You may have noticed something peculiar in the Live Trading section of our Recent Results page. It is a strange oddity that that sticks out like a sore thumb – on September 21 we had our first losing trade in a very long time. As many of you know, we pride ourselves on being disciplined traders, using rational decision making to guide our trades. Our expert trader Hugh has mastered this approach, but on September 21, he proved that even the most seasoned pro can lose control, crash and burn.
Here’s what happened. The morning leading up to the opening bell was normal; Hugh properly assessed the market conditions and wrote in the Inner Circle of his anticipation that SPY would drop. Hugh was right about SPY dropping, but he lost his discipline once the Trading Room began and SPY climbed in the first 20 minutes after the opening bell. Rather than relying upon the solid technical analysis that underlaid his pre-market decisions and also his decision to buy some September 26 292.5 puts the day before, Hugh allowed fear to take over and sold those puts for a loss (bought for $1.84, sold for $0.83). Shortly after selling, SPY reversed direction and Hugh watch the value of the puts he prematurely sold rise. If that wasn’t enough, Hugh decided to chase SPY to the upside, buying calls just as the upward run was losing steam – he eventually sold those calls for an 81% loss.
The damage from the morning carried over into the afternoon as Hugh hosted a special afternoon edition of the Trading Room. Again, he set aside his discipline as he attempted to make a very high risk trade to double his investment and make up for the morning’s loss. This risky move, fueled by greed, resulted in a 39% loss on options that expired that afternoon.
I see every trade as a learning opportunity and make a habit of debriefing my trades to review my decision making process. These are encouraging when I review my successes, but the best learning opportunities come out of the failures. Think about it – the sinking of the Titanic identified flaws in ship design and passenger organization, the Challenger Space Shuttle disaster identified failures in process management and decision making, and the Deepwater Horizon oil spill in 2010 identified a culture of unsafe operations. Each of these event resulted in changes aimed at preventing re-occurrence – we are generally more safe now than we were before.
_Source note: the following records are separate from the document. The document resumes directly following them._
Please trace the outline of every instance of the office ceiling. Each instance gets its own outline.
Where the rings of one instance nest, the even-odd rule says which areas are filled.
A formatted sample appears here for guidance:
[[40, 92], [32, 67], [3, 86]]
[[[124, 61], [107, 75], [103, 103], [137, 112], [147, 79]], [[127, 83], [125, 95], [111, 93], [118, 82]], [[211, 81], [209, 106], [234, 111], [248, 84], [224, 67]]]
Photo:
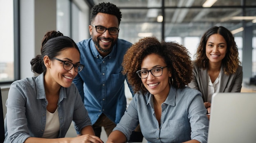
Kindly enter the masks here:
[[[157, 35], [163, 27], [162, 23], [157, 22], [157, 16], [163, 15], [165, 37], [201, 36], [216, 25], [225, 26], [231, 31], [243, 26], [256, 27], [252, 19], [234, 19], [234, 17], [242, 16], [255, 17], [256, 19], [255, 0], [218, 0], [209, 8], [202, 7], [205, 0], [163, 0], [88, 1], [94, 4], [109, 2], [116, 5], [122, 14], [120, 28], [133, 26], [134, 32], [152, 32]], [[163, 4], [164, 6], [162, 7]], [[242, 32], [236, 34], [239, 36]], [[256, 31], [254, 35], [256, 35]]]

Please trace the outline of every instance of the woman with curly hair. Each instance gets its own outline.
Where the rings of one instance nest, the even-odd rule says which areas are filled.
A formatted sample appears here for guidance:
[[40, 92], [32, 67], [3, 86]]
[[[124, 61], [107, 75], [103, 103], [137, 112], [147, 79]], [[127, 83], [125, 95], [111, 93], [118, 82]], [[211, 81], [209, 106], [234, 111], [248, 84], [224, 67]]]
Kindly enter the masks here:
[[127, 51], [123, 73], [135, 93], [107, 143], [124, 143], [139, 123], [148, 143], [206, 143], [209, 120], [201, 93], [187, 87], [188, 50], [175, 42], [143, 38]]
[[195, 56], [189, 86], [202, 93], [208, 114], [214, 93], [241, 91], [242, 67], [232, 33], [222, 26], [210, 28], [202, 37]]

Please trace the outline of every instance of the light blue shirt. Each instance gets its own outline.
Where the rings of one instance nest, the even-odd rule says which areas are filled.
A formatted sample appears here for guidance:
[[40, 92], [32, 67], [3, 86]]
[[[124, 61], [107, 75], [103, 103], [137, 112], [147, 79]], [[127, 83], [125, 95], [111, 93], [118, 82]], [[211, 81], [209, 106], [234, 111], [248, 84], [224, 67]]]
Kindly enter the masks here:
[[[6, 102], [4, 143], [23, 143], [29, 137], [41, 137], [45, 127], [47, 104], [43, 74], [14, 82]], [[74, 83], [68, 88], [61, 87], [58, 111], [58, 138], [65, 136], [72, 120], [77, 130], [92, 125]]]
[[94, 124], [103, 113], [114, 122], [119, 123], [126, 107], [124, 83], [126, 77], [122, 74], [121, 65], [132, 44], [118, 39], [110, 53], [104, 58], [99, 54], [91, 38], [77, 45], [81, 52], [80, 63], [85, 67], [73, 82], [92, 123]]
[[139, 122], [148, 143], [181, 143], [191, 139], [207, 143], [209, 121], [201, 93], [188, 87], [177, 89], [171, 86], [162, 107], [159, 126], [152, 95], [136, 94], [113, 130], [121, 131], [128, 139]]

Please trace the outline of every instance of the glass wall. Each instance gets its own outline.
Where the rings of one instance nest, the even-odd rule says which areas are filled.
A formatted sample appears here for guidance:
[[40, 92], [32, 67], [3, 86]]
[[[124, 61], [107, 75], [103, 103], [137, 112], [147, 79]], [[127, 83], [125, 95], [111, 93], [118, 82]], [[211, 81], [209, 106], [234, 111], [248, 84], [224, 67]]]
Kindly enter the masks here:
[[14, 80], [13, 2], [0, 0], [0, 82]]
[[[231, 31], [241, 62], [243, 58], [247, 58], [243, 57], [245, 50], [243, 37], [247, 34], [243, 29], [254, 26], [252, 35], [256, 36], [255, 0], [218, 0], [211, 6], [206, 7], [203, 6], [205, 0], [97, 1], [109, 2], [120, 9], [123, 16], [119, 38], [132, 43], [143, 37], [151, 36], [166, 41], [176, 41], [189, 49], [192, 59], [201, 37], [212, 26], [222, 26]], [[162, 20], [159, 21], [159, 18], [161, 17]], [[238, 31], [239, 29], [241, 30]], [[256, 61], [256, 50], [254, 48], [254, 52], [250, 52], [253, 62]], [[256, 63], [252, 63], [252, 76], [256, 74]]]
Okay, so maybe Hugh’s recent trading loss wasn’t as disastrous as these examples, but September 21 is a day that will live in infamy in the halls of DayTradeSPY. We were reminded to stay vigilant and disciplined in the face of fear and greed, and we were reminded about the importance of relying upon facts and data. At DayTradeSPY, we teach our clients how to build discipline into their trading, curbing emotions and sticking with the facts. We drill the details of these concepts into our clients so that they develop into consistently successful traders. But Hugh demonstrated that no matter how much trading experience you have, it is all too easy to fall back. Hugh ate a big slice of humble pie that day, but we all benefited as we reinforced the importance to focus on disciplined trading.